La disavventura cominciò a prendere una piega non del tutto spiacevole: era la prima volta che andavo in albergo ed ero la prima in assoluto della mia famiglia: chissà Serena e Jole quando glie lo avrei raccontato!
Anche Rina pareva aver superato lo choc, ma ogni tanto la sentivo canticchiare tra i denti “Mannaia li calabrisi, mannaia li calabrisi…” In camera, messe giù le valigie, si rilassò del tutto e anch’io tirai un respiro di sollievo. C’era un lavandino con due rubinetti: uno per l’acqua fredda e uno per l’acqua calda. Così ci lavammo lì dentro i piedi che erano gelati, poi uscimmo a fare una passeggiata per il paese. C’erano tante vetrine e nessuno ci conosceva, potevamo sembrare due turiste vere. Faceva freddo, però.
Tornammo in albergo per ora di cena. Al banco c’era una signora bionda piuttosto robusta e con una magliettina celeste aderente che ascoltava una cliente e ripeteva continuamente “Oui madame, oui madame…” Che soddisfazione, capivo tutto ciò che diceva, mi sentivo davvero internazionale.
In sala da pranzo capitammo al tavolo con altre due signore che erano lì per le vacanze, vestite da montagna con pantaloni di velluto e giacche di una lana fitta fitta e con i bottoni argentati. Da come ho capito, venivano lì tutti gli anni. Ci salutarono gentilmente ma poi si misero a parlare tra di loro
“Lo sai che c’è Mario?
“Certo, io vengo sempre qui proprio perché c’è Mario
“Com’è gentile Mario!
" E' bravo Mario!
“È bravissimo Mario
“Vero, vero!
(Caspita 'sto Mario, già me lo immaginavo come un cavaliere a cavallo con tanto di mantello e spada luccicante).
In quello arriva Mario e riprendono i salamelecchi, e lui era gentilissimo con le signore e doveva essere proprio bravo, ma era proprio brutto, cosicché me ne fregai di non far parte di quel gotha.

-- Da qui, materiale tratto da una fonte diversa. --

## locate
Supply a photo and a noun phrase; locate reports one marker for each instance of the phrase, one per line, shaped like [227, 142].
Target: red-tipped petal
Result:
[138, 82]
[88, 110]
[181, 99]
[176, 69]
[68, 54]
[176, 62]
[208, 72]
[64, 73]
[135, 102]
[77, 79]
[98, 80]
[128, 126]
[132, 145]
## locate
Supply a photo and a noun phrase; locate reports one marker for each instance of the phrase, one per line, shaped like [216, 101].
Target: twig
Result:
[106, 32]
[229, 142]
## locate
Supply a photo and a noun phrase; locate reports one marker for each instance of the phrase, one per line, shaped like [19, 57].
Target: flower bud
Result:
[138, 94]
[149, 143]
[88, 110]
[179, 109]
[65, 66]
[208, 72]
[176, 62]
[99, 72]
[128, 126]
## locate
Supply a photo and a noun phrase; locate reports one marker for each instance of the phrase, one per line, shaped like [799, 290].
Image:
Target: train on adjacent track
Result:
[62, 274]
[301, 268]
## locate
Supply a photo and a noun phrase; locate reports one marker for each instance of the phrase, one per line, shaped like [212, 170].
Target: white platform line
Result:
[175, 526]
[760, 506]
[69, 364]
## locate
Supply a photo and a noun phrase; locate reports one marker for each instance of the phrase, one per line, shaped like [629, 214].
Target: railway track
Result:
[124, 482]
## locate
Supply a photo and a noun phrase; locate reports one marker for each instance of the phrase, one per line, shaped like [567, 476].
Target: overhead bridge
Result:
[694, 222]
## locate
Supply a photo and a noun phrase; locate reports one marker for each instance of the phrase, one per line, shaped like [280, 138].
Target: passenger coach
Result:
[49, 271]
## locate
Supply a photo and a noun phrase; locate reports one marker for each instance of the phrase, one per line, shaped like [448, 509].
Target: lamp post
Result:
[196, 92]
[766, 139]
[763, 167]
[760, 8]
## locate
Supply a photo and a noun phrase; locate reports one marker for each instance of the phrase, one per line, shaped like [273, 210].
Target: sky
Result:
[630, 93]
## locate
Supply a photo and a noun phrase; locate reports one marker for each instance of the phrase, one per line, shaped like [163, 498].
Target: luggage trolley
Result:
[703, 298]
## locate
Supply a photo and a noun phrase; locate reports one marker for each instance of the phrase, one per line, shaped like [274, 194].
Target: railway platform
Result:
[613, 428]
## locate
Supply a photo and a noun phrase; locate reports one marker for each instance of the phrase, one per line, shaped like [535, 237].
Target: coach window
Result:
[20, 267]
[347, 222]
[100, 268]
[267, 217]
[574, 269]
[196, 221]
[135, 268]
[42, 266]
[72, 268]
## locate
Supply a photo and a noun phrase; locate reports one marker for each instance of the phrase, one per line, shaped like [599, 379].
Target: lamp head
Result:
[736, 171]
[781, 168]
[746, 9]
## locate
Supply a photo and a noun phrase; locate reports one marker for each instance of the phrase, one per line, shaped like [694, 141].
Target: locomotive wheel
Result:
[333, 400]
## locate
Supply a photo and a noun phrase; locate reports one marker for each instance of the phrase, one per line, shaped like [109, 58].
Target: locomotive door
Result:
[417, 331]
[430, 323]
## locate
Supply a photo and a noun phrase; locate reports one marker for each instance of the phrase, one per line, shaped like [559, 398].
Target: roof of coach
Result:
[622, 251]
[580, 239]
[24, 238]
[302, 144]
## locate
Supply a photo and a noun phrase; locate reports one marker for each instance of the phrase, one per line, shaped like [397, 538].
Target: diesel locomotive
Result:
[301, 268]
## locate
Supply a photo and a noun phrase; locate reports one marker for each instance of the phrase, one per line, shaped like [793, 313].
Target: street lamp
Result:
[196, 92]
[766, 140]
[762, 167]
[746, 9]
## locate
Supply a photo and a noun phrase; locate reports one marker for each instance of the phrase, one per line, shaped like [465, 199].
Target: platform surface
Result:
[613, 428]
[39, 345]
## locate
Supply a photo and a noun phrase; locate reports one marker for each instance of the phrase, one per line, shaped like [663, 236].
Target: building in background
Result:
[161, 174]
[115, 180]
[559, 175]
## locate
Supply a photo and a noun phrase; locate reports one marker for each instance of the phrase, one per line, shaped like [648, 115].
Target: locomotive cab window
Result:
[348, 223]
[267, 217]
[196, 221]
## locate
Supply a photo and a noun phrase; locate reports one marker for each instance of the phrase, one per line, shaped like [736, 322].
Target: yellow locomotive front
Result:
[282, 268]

Non mangiai quasi niente perché a quel tempo ero inappetente e mi saziavo subito. Poi ce ne andammo a dormire.
C’erano due letti con un piumone alto come una montagna e due stranissimi cuscini fatti a cilindro. Mi addormentai quasi subito di un sonno popolato di nazisti che mi davano la caccia, intrighi internazionali, spie e agenti segreti, avventure in elicottero… finché mi svegliai e decisi che ne avevo abbastanza e che doveva essere ormai mattino.
Tra i due lettini c’era un interruttore appeso ad un filo e io, convinta che fosse quello della luce premetti per guardare l’orologio. Ma la luce non si accese e così capii che dovevo averne combinata un’altra e che le forze dell’ordine sarebbero quanto prima arrivate ad arrestarmi. Non osavo svegliare mia cugina e stavo in attesa con il fiato sospeso nell’attesa dei fatidici passi.
Da lì a qualche minuto li sentii che si avvicinavano e che si fermavano proprio davanti alla porta. Poi si sentì bussare. Avrei voluto sparire dalla faccia della terra ma riuscii solo a ficcarmi ancora più sotto al piumino.
Mia cugina si alzò e andò alla porta. Sentivo parlare, voci di donne (una era Rina) e di uomini, per un tempo che mi sembrò eterno.
Poi Rina rientrò in stanza e mi disse. “Dai, vestiti che ce ne andiamo. Sono arrivati Ninì e Fiorenzo, ci stanno aspettando di sotto”.
In un nano secondo fui pronta e scendemmo giù, dove trovammo mio cognato e mio fratello che erano venuti a prenderci.
Non vedendoci arrivare a Grenoble, dove ci aspettavano con la macchina, avevano intuito l’accaduto e avevano proseguito viaggiando tutta la notte fino alla frontiera. Alla polizia, sembrerà strano, capirono subito che tutto combaciava e che non eravamo due fuggitive e prima ancora che arrivasse la risposta dei carabinieri di Bova, ci “liberarono”.


Così, per la seconda volta in meno di ventiquattro ore, attraversai la frontiera e finalmente fui accolta in Francia.